Ces résultats ont de quoi satisfaire le cabinet de la ministre Maggie De Block, qui veut attirer l’attention sur l’aspect «réinsertion» de sa mesure. Il se félicite notamment d’avoir simplifié le système de réintégration à temps partiel des travailleurs pendant leur maladie. Entre 2014 et 2018, la Belgique a connu une augmentation de 65% environ du nombre de travailleurs en incapacité ayant partiellement repris le travail.
«C’est absolument inconcevable de mettre en place des mesures de réinsertion pour aboutir à des économies: la réinsertion des travailleurs, ça coûte de l’argent.» Philippe Vigneron, FGTB
Ces scénarios positifs ne sont toutefois pas équitablement distribués parmi les travailleurs. «On ne remet pas de la même façon au travail une personne à la jambe amputée qu’un travailleur en burn-out», lance Philippe Vigneron, expert santé au sein du service d’étude de la cellule bien-être à la FGTB, selon qui la procédure actuelle souffre d’un manque de nuances.

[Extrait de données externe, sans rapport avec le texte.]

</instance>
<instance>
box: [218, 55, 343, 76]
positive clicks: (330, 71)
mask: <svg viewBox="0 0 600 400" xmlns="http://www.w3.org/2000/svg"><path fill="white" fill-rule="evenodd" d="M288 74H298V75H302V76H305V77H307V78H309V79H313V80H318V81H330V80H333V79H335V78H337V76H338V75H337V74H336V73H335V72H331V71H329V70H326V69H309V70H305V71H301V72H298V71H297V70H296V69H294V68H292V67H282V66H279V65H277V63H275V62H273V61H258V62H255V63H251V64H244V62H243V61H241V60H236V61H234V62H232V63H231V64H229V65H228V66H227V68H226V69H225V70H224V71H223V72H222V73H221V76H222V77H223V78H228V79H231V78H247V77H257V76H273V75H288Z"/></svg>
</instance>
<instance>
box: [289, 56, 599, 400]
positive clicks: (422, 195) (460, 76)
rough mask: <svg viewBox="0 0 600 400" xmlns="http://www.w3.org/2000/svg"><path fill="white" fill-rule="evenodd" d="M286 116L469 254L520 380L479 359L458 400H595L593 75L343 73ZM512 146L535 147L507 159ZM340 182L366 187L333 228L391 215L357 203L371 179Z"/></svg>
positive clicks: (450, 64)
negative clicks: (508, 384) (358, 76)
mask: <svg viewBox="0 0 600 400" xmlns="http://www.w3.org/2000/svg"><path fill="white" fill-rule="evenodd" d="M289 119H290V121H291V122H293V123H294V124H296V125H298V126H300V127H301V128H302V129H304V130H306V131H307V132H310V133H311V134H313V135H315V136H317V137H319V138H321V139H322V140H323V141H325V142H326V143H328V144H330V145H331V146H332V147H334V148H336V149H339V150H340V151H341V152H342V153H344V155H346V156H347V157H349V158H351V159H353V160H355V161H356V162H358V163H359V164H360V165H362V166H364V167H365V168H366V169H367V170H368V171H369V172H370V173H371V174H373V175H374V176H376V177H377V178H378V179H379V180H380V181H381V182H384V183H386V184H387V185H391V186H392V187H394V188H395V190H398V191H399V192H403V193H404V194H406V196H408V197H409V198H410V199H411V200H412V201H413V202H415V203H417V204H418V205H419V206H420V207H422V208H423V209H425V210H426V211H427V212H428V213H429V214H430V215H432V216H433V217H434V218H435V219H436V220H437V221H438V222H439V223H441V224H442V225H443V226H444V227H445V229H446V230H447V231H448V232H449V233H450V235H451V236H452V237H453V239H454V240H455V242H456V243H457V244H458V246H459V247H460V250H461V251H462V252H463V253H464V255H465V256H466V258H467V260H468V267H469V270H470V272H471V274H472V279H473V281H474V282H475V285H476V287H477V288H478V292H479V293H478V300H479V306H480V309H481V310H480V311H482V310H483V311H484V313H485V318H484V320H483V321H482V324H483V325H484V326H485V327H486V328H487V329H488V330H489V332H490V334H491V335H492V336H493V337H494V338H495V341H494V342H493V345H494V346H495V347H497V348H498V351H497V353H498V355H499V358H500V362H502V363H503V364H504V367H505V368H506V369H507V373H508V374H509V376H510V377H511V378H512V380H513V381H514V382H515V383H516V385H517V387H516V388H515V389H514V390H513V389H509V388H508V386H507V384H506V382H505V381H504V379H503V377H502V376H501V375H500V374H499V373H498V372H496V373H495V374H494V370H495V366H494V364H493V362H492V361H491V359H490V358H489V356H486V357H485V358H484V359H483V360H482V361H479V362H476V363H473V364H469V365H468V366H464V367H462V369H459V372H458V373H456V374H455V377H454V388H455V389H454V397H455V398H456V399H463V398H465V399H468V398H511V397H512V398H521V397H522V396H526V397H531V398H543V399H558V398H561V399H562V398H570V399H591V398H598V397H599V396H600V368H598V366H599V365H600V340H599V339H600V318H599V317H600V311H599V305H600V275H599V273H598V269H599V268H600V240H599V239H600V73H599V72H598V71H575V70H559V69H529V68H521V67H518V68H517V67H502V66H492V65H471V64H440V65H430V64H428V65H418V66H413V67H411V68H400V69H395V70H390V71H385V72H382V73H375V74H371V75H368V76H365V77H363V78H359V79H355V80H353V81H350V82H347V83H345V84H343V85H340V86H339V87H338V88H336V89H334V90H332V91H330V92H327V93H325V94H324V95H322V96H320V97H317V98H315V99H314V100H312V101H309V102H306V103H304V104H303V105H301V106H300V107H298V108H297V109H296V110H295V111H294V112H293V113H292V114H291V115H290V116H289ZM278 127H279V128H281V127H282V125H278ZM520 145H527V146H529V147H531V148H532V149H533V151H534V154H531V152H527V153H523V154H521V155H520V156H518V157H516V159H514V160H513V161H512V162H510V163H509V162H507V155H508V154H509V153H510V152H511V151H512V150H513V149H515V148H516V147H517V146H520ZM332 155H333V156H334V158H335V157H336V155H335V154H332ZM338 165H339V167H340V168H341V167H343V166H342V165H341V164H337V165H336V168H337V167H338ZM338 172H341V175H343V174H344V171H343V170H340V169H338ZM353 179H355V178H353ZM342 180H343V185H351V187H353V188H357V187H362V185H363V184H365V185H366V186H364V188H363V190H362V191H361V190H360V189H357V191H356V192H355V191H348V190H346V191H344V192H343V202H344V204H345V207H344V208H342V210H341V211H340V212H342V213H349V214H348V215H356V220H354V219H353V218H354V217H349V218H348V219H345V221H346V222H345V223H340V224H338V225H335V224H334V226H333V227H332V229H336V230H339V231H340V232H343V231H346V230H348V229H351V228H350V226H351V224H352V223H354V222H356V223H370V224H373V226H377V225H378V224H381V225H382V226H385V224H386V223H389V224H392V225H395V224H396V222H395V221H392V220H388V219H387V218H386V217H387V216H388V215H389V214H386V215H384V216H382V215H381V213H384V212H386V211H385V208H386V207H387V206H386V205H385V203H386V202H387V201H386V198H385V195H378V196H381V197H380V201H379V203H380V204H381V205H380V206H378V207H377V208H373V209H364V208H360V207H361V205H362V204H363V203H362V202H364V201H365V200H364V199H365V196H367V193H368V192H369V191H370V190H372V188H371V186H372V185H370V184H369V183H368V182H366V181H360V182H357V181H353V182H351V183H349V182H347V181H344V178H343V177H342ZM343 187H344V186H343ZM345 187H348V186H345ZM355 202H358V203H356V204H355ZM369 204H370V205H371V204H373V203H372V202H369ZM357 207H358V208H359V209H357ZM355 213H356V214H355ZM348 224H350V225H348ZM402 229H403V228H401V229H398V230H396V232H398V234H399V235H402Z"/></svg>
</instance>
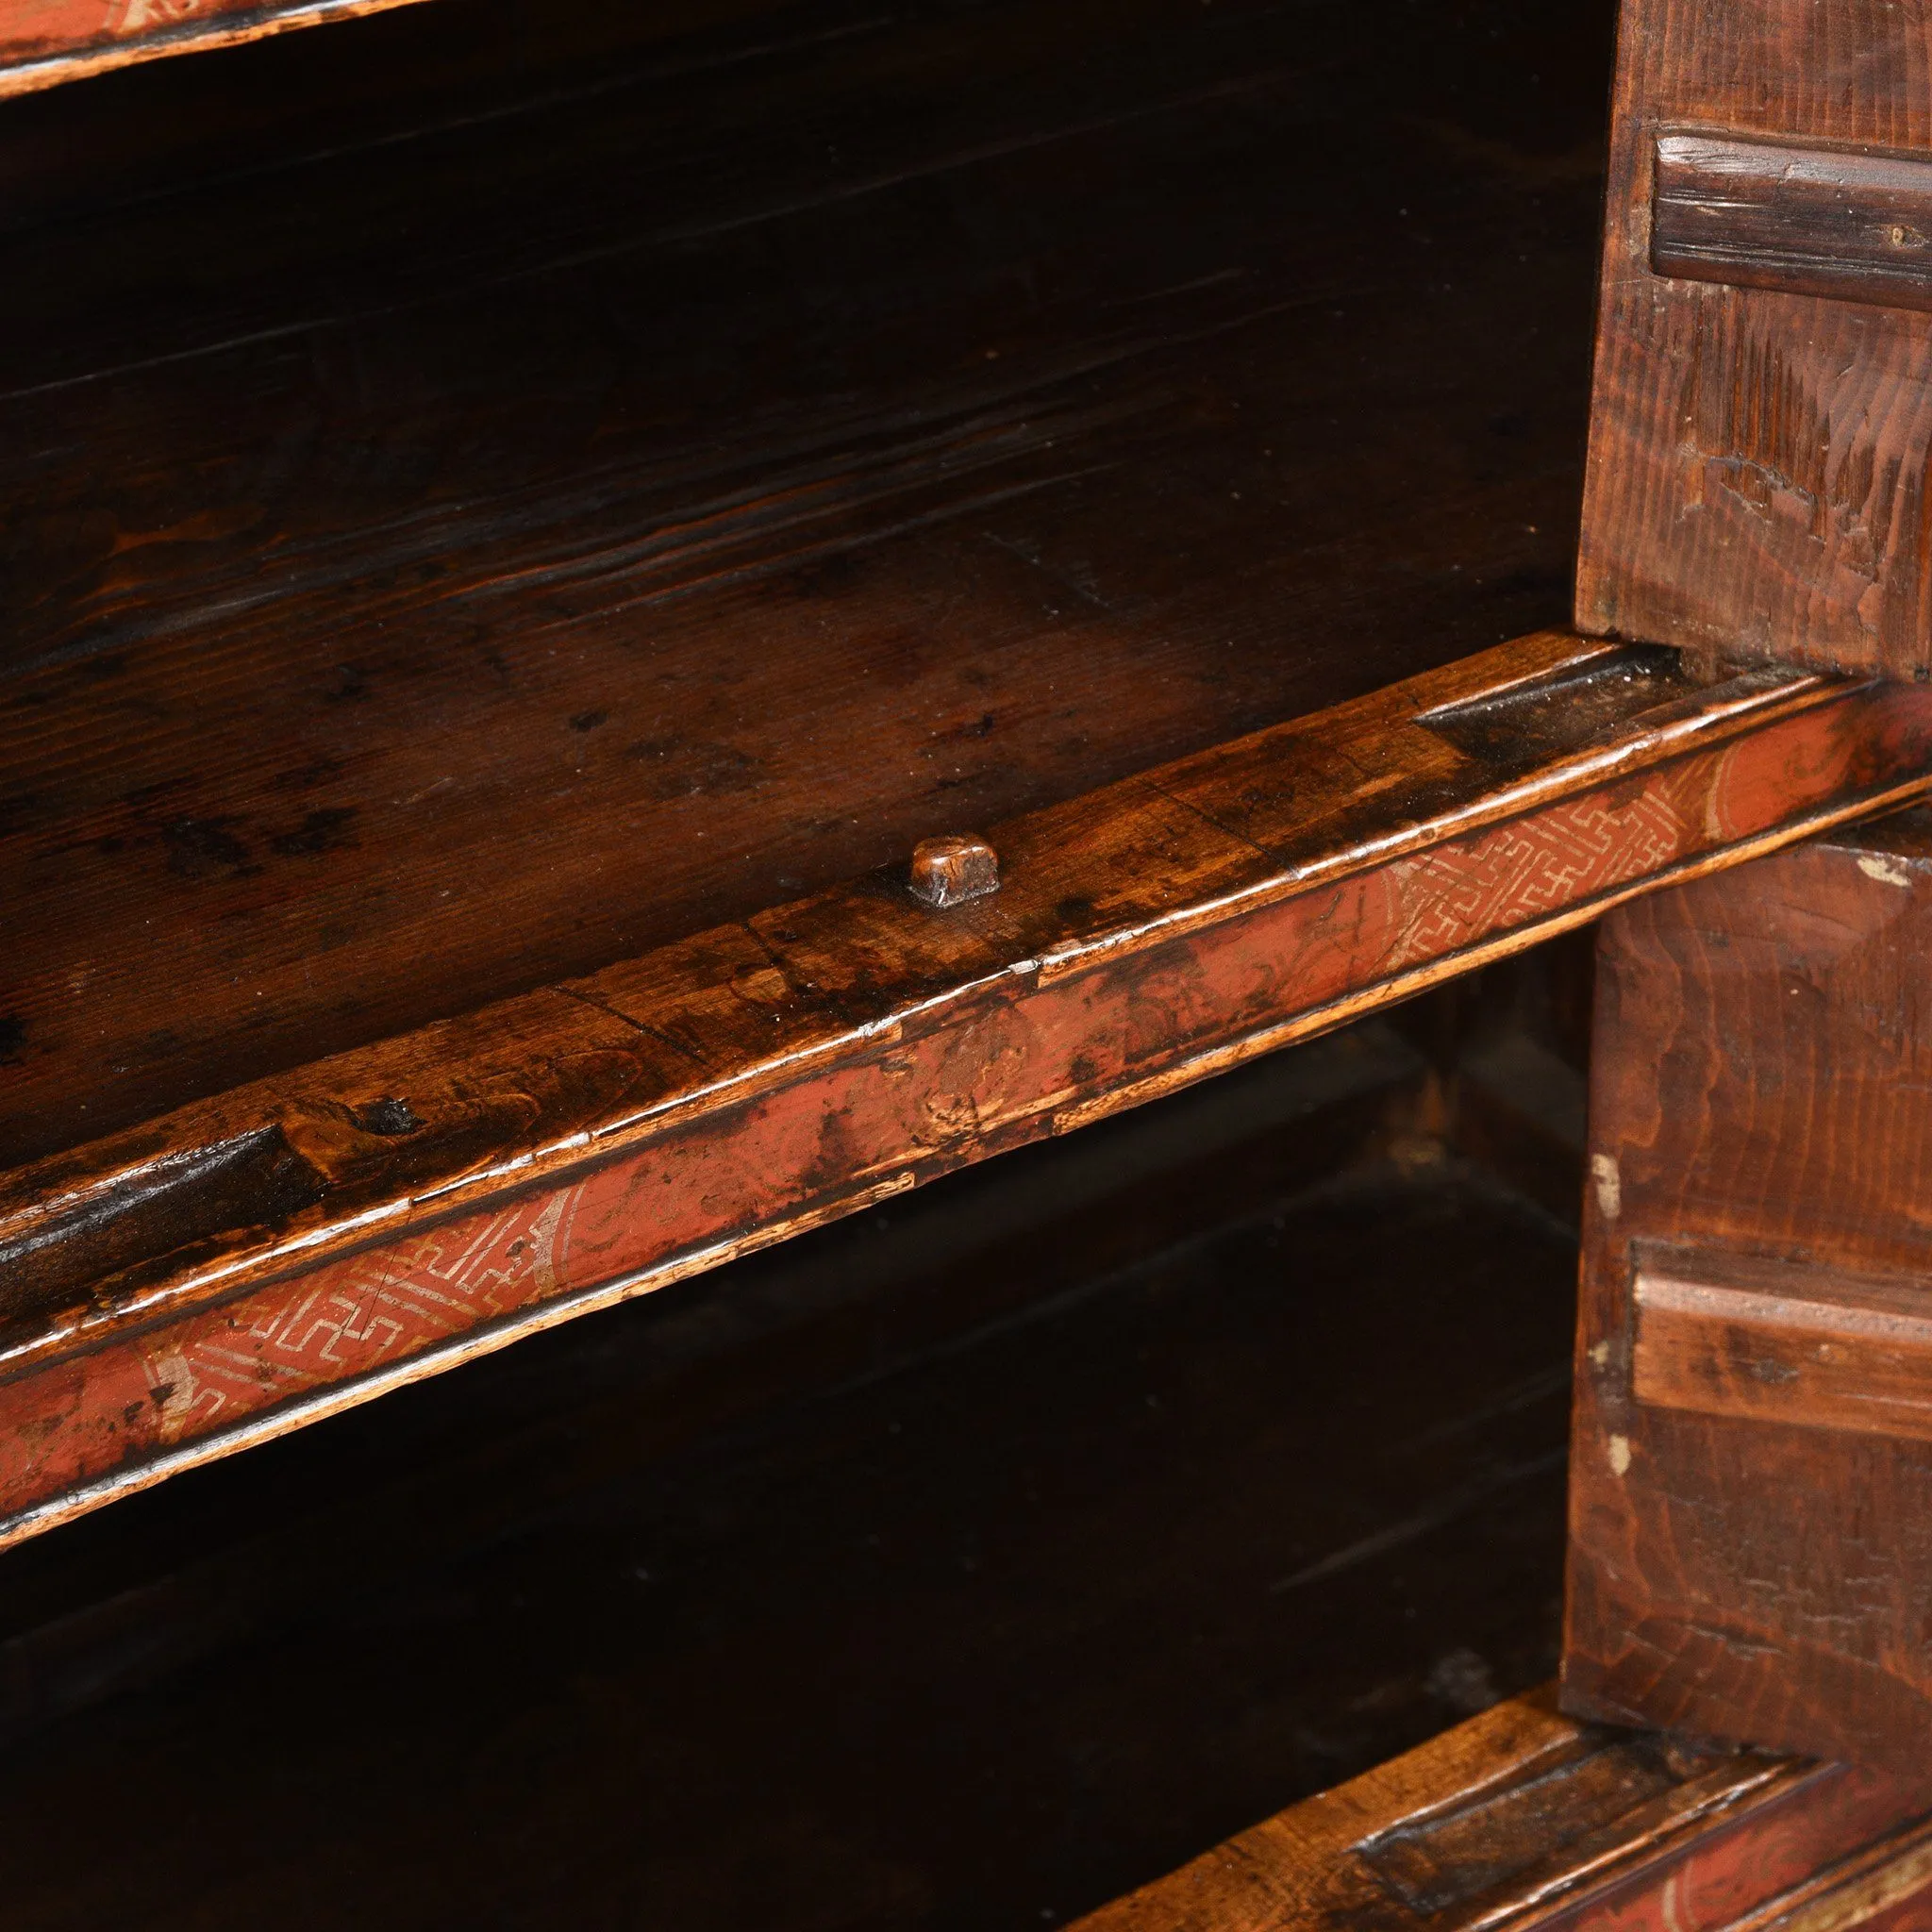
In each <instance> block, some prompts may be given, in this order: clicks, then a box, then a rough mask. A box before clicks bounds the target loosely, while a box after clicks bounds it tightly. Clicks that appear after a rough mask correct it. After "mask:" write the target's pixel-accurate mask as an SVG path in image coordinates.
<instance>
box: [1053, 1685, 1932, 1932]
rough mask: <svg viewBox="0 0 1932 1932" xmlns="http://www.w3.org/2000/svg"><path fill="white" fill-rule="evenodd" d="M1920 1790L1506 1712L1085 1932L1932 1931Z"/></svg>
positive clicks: (1139, 1898) (1437, 1738)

Il en va de même pour les différences intersectorielles: si, dans certains domaines, la multiplicité des tâches permet aisément de replacer un travailleur à un autre poste, ce n’est pas le cas, notamment, des secteurs du nettoyage et des titres-services, qui figurent en tête des secteurs les plus touchés par les décisions D.
Enfin, selon la durée de leur absence, les travailleurs n’ont pas les mêmes chances de reprendre le chemin du travail. «Après six semaines de maladie, on perd 30 à 40% des possibilités de réintégration, expose François Perl, directeur général du service des indemnités de l’Inami. Quand la demande émane du médecin-conseil, elle intervient en général après deux ou trois mois, c’est souvent déjà trop tard pour une réintégration. Quant à l’employeur qui reprend le dossier après quatre mois, il semble assez clair qu’il a probablement en tête de licencier…»
Alors quel est à ce jour l’intérêt économique de la mesure? Le cabinet de la ministre ne le dit pas. On peut toutefois remettre en question l’ouverture de la procédure aux travailleurs invalides, qui semble contredire l’objectif initial du gouvernement de faire passer des travailleurs du statut inactif (assurance-maladie) à celui d’actif (travail ou chômage) puisque les travailleurs invalides, s’ils sont licenciés, restent en effet sous le régime de l’assurance-maladie. Plus largement, la FGTB dénonce: «C’est absolument inconcevable de mettre en place des mesures de réinsertion pour aboutir à des économies: la réinsertion des travailleurs, ça coûte de l’argent (en adaptation de postes et d’horaires, etc.). La démarche de la ministre est inverse. Cette mesure n’aboutit qu’à un glissement de l’assurance-maladie vers le chômage.»